Book Review by Laurie Schut
I finished the 400+ pages of The Plague Child in three days. My previous record has been two days for the Stieg Larsson books; head down, hanging off sofa to relieve pressure on my bottom, lying down, legs crossed, legs stretched, a coffee break then back at it...it was work!
This is a page turner is set in mid-seventeenth century England; a time of the plague and the civil war. Author Peter Ransley has the character Matthew Neave, the plague cart driver, make a critical decision. He keeps the child he was sent to throw on the plague pit and takes him home. Tom Neave is then raised as his own until he is sent off to be apprenticed to a printer in London. Some unknown benefactor has decided to spend money on Tom's education and he becomes learned like a gentleman, but because he is at the bottom of the social heap, he is also beaten, tormented and miserable.

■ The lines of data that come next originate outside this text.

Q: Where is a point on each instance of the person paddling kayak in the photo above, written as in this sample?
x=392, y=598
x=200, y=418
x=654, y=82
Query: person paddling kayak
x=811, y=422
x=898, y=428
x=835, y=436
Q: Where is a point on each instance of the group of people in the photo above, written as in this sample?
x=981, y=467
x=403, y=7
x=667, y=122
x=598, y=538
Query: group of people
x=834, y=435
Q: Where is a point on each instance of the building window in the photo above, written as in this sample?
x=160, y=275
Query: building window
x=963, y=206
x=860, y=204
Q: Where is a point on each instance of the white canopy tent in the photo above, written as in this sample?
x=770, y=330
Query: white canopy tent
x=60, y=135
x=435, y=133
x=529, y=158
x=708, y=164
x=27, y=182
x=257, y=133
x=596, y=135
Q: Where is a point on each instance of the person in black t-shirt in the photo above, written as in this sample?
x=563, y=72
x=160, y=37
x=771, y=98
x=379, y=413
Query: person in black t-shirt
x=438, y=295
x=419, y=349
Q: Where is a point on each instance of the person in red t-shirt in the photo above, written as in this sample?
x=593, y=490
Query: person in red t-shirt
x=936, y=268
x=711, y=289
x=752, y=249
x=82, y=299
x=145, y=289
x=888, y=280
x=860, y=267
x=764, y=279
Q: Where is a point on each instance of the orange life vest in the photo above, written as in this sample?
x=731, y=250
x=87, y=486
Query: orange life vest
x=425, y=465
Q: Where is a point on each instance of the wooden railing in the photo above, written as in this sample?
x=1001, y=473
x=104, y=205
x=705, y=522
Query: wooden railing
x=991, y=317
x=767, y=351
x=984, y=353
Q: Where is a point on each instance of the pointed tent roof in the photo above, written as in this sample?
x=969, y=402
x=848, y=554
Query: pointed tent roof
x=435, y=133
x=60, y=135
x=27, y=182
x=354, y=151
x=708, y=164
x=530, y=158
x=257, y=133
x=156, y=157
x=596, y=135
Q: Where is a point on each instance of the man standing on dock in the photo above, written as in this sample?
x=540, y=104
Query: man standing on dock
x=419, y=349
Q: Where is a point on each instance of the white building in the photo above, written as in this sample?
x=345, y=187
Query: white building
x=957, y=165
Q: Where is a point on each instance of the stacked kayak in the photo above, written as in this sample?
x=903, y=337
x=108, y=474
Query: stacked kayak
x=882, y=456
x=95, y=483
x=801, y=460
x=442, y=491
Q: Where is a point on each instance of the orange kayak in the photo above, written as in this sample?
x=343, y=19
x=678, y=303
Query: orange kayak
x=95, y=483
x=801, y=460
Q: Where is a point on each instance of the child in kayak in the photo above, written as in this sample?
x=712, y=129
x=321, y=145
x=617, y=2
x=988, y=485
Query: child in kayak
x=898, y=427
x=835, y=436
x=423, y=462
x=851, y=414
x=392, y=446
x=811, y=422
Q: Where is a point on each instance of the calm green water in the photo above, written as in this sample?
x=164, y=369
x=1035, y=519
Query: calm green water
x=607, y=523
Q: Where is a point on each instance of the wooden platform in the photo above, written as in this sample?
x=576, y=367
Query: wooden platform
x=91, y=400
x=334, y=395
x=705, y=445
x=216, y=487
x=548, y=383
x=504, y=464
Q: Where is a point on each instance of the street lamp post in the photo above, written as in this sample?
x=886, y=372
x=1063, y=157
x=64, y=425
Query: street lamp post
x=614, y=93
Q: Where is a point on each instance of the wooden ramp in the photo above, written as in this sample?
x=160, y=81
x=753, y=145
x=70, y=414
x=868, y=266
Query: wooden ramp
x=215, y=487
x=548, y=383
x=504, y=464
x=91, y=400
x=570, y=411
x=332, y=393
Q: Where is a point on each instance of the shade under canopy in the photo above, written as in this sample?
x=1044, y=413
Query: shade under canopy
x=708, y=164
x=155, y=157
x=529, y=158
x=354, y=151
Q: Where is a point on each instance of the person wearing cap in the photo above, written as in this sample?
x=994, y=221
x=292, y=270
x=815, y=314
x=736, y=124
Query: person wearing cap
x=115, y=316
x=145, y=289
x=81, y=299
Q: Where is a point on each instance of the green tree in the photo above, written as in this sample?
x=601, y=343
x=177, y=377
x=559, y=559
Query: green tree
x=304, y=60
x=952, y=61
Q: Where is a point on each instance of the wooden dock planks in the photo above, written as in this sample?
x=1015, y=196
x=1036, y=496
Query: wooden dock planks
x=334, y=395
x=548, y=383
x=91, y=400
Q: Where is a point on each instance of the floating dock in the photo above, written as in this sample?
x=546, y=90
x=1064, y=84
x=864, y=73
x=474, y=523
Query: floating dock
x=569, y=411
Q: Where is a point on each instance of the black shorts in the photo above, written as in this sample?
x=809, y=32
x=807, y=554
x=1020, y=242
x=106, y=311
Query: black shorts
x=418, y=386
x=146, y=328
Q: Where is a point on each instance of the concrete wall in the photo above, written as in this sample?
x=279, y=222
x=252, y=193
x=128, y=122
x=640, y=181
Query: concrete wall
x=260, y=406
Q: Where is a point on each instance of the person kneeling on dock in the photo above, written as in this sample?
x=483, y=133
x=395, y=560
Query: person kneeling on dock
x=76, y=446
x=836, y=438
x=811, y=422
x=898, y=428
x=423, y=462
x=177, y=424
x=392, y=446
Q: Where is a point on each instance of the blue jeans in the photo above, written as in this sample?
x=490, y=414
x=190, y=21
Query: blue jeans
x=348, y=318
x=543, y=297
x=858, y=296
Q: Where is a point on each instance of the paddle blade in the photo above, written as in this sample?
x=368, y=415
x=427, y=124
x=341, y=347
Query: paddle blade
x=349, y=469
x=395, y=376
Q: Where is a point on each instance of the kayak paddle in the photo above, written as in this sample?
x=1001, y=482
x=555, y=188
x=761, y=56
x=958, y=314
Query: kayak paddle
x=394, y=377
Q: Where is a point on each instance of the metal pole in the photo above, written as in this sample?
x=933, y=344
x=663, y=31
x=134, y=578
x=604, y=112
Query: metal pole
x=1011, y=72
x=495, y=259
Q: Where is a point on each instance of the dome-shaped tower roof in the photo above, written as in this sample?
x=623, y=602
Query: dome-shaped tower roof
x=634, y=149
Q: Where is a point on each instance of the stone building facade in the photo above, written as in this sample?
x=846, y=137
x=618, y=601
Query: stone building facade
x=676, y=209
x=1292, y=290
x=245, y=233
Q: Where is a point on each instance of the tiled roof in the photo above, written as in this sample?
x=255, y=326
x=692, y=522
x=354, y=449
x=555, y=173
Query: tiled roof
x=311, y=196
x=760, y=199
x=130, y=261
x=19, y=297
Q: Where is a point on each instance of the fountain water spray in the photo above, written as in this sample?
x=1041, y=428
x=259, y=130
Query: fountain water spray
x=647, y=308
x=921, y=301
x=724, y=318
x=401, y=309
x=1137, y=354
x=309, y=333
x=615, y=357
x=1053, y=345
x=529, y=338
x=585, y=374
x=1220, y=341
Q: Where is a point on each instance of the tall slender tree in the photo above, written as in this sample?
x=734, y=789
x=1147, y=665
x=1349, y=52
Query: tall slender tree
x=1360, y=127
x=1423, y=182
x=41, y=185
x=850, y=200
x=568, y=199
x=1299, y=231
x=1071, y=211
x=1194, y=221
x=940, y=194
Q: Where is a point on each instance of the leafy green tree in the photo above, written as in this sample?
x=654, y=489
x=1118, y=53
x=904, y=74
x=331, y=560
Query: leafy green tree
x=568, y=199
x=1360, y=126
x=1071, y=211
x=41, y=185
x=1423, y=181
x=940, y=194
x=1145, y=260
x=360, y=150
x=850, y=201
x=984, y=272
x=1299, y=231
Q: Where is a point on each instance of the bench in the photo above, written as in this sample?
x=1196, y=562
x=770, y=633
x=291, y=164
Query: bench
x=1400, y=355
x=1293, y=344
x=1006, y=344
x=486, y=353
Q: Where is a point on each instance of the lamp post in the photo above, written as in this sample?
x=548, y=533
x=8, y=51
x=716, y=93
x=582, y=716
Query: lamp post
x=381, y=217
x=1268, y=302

Does this sound slightly like another author, perhaps Dickens? It has a lot of the same themes, poor boy makes good, discovers his true identity, and is hopelessly in love with the wrong girl. But Ransley is no Dickens. We wander through the streets of a very real London, the poverty and the dirt, the disease and the splendor, with Tom as our guide. Not the gentle soul of David Copperfield, but the coarse, ruminating, self-doubting and self-loathing soul of Tom Neave. He is torn between grasping for his rightful inheritance and a place in society and the girl he loves. Often he comes out on the right side of the equation, but there are times…

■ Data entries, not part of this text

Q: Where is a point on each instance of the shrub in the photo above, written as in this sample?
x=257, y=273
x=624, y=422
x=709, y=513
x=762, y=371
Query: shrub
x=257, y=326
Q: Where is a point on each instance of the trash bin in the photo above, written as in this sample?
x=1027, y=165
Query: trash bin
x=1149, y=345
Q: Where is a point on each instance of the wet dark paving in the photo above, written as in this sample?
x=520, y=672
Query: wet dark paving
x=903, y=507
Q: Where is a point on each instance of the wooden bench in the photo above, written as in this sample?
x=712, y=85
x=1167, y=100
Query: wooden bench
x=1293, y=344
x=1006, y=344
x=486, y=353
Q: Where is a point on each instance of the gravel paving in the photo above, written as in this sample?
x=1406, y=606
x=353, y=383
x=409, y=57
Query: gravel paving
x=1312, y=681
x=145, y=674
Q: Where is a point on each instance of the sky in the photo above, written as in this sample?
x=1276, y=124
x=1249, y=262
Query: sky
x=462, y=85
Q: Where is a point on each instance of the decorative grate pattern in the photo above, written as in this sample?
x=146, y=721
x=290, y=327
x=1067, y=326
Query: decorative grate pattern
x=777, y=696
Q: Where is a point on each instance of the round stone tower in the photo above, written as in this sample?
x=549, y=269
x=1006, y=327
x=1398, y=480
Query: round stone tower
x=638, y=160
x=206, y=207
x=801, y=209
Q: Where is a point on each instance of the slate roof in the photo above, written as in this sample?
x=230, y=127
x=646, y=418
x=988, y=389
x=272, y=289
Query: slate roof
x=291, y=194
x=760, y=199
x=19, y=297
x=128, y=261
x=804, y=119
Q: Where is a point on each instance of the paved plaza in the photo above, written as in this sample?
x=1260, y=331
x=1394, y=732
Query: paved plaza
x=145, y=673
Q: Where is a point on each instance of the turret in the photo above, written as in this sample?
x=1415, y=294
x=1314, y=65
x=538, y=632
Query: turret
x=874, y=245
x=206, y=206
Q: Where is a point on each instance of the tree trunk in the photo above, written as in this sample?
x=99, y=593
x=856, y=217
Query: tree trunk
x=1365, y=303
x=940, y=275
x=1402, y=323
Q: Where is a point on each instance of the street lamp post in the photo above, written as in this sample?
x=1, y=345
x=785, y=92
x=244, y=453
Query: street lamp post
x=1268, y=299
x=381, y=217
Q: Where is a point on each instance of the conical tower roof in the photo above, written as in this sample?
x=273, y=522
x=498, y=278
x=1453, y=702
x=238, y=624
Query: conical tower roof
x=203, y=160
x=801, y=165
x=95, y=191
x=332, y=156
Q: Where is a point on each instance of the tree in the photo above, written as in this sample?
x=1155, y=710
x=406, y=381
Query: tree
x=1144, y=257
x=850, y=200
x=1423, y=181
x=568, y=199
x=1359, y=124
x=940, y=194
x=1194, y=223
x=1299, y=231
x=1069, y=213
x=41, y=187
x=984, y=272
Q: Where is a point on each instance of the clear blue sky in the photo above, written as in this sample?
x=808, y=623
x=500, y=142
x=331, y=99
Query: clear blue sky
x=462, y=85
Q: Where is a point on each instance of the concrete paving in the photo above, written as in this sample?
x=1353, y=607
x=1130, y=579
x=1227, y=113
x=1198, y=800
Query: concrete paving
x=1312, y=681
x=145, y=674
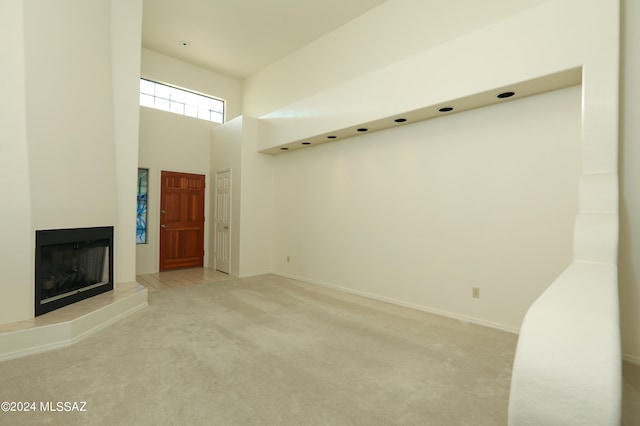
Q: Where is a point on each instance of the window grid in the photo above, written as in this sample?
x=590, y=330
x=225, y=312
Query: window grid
x=178, y=101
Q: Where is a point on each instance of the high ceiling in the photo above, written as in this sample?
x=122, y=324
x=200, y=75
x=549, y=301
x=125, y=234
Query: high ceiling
x=240, y=37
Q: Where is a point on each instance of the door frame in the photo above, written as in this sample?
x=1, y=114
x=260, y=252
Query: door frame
x=203, y=232
x=215, y=218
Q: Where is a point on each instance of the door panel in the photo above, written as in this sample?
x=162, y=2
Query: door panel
x=223, y=221
x=181, y=220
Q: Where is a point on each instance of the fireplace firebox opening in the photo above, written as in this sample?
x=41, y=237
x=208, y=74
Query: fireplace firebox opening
x=72, y=265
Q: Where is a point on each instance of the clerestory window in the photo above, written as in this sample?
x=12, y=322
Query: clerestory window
x=179, y=101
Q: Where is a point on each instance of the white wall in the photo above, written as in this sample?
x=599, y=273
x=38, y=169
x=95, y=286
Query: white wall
x=423, y=213
x=126, y=25
x=65, y=74
x=176, y=143
x=402, y=28
x=629, y=263
x=164, y=69
x=70, y=113
x=257, y=197
x=16, y=258
x=552, y=382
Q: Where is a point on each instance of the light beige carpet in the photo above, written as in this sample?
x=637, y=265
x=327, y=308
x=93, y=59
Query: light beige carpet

Amidst his personal angst, Tom also copes with the outbreak of civil war and finds himself smack in the middle of intrigues of power in Parliament. This is the time of Roundheads and Royalists, the king against the parliament. He is a message runner and his messages to and from Mr. Pym and his lover, the Countess, change history. n warned of Mr. Pym immanent arrest, Tom runs through the streets with his pamphlets of Mr. Pym’s speeches, sure the world is going to change for the better. It is reminiscent of other times, when a new technology (pamphleteering is the precursor of the modern newspaper) changed history (think tweets and the devastation that followed that).

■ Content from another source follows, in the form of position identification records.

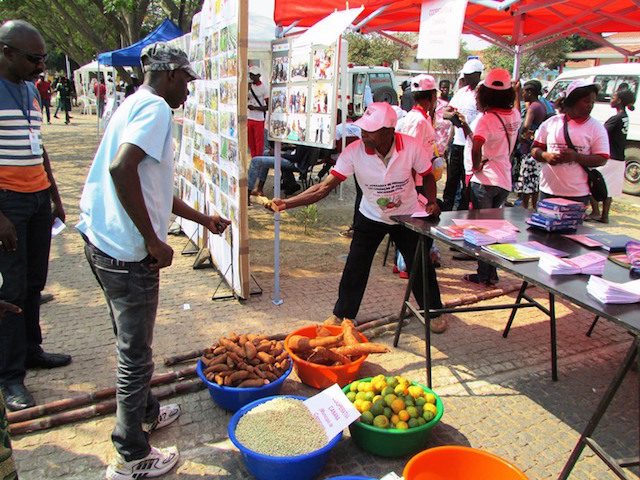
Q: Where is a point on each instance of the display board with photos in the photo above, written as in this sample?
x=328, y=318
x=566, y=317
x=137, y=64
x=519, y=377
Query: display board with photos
x=304, y=89
x=211, y=164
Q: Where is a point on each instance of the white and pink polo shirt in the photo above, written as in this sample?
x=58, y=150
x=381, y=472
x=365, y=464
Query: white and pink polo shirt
x=386, y=190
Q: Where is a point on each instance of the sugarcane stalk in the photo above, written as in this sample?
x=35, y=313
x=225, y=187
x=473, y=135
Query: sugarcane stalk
x=102, y=408
x=89, y=398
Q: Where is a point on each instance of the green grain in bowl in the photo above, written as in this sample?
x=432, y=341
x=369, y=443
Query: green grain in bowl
x=283, y=427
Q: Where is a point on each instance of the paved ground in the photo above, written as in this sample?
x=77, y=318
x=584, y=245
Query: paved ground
x=497, y=392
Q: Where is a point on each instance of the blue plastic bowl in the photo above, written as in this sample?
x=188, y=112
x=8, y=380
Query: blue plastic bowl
x=233, y=398
x=266, y=467
x=350, y=477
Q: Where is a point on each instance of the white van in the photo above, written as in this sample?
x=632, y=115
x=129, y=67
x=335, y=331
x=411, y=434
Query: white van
x=611, y=78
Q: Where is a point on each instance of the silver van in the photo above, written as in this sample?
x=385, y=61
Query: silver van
x=611, y=78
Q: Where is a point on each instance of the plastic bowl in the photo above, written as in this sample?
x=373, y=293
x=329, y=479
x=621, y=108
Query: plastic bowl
x=233, y=398
x=266, y=467
x=454, y=462
x=392, y=442
x=322, y=376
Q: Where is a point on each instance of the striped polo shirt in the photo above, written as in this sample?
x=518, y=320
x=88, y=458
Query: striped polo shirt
x=20, y=169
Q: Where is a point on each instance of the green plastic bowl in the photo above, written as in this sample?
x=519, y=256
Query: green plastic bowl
x=392, y=442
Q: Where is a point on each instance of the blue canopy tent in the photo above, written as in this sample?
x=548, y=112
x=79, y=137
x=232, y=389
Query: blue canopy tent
x=130, y=56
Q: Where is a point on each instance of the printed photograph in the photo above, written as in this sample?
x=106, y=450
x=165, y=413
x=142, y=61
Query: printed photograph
x=322, y=99
x=320, y=129
x=280, y=70
x=297, y=128
x=299, y=66
x=278, y=100
x=297, y=100
x=323, y=63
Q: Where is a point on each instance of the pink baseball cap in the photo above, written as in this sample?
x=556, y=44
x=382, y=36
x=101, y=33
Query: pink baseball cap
x=498, y=79
x=378, y=115
x=423, y=83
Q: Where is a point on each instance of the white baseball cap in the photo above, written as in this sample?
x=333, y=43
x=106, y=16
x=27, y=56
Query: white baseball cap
x=581, y=82
x=378, y=115
x=498, y=79
x=423, y=83
x=472, y=66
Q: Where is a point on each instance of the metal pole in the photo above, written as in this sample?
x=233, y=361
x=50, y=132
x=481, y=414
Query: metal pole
x=277, y=299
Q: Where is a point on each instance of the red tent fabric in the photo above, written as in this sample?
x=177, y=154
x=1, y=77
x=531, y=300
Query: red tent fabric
x=526, y=22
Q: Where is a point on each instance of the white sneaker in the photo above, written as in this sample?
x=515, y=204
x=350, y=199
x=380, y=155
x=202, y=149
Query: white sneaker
x=158, y=462
x=168, y=414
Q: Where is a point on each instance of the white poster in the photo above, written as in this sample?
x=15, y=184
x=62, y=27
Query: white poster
x=441, y=24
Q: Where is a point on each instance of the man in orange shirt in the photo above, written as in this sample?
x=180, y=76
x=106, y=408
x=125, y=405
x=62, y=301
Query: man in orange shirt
x=27, y=192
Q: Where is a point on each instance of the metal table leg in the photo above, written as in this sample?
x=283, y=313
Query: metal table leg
x=585, y=437
x=523, y=289
x=554, y=347
x=407, y=292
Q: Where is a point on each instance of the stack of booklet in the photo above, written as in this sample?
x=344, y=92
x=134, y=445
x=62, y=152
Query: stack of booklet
x=590, y=264
x=479, y=238
x=610, y=292
x=557, y=214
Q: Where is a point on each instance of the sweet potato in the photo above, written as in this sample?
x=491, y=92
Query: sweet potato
x=219, y=367
x=325, y=341
x=250, y=349
x=238, y=376
x=253, y=382
x=322, y=331
x=361, y=349
x=265, y=357
x=349, y=332
x=232, y=347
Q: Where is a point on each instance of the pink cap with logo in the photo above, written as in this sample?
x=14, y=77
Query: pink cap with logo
x=498, y=79
x=423, y=83
x=378, y=115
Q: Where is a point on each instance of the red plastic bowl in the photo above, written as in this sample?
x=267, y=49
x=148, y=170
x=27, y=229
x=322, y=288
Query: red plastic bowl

I liked this novel because I like to be fed my history with plenty of fun and interest. Tom’s life is both; he wins the girl, he finds his father, he triumphs over the worst part of his nature. Unsure of what side he should be on, but sure of his own interests, Tom muddles through the war.
This is the first of three books in the trilogy, and I am looking forward to finding out more about Tom Neave.
"Privilege, privilege, privilege!" (Shouted in Parliament after the King invades to arrest Mr. Pym).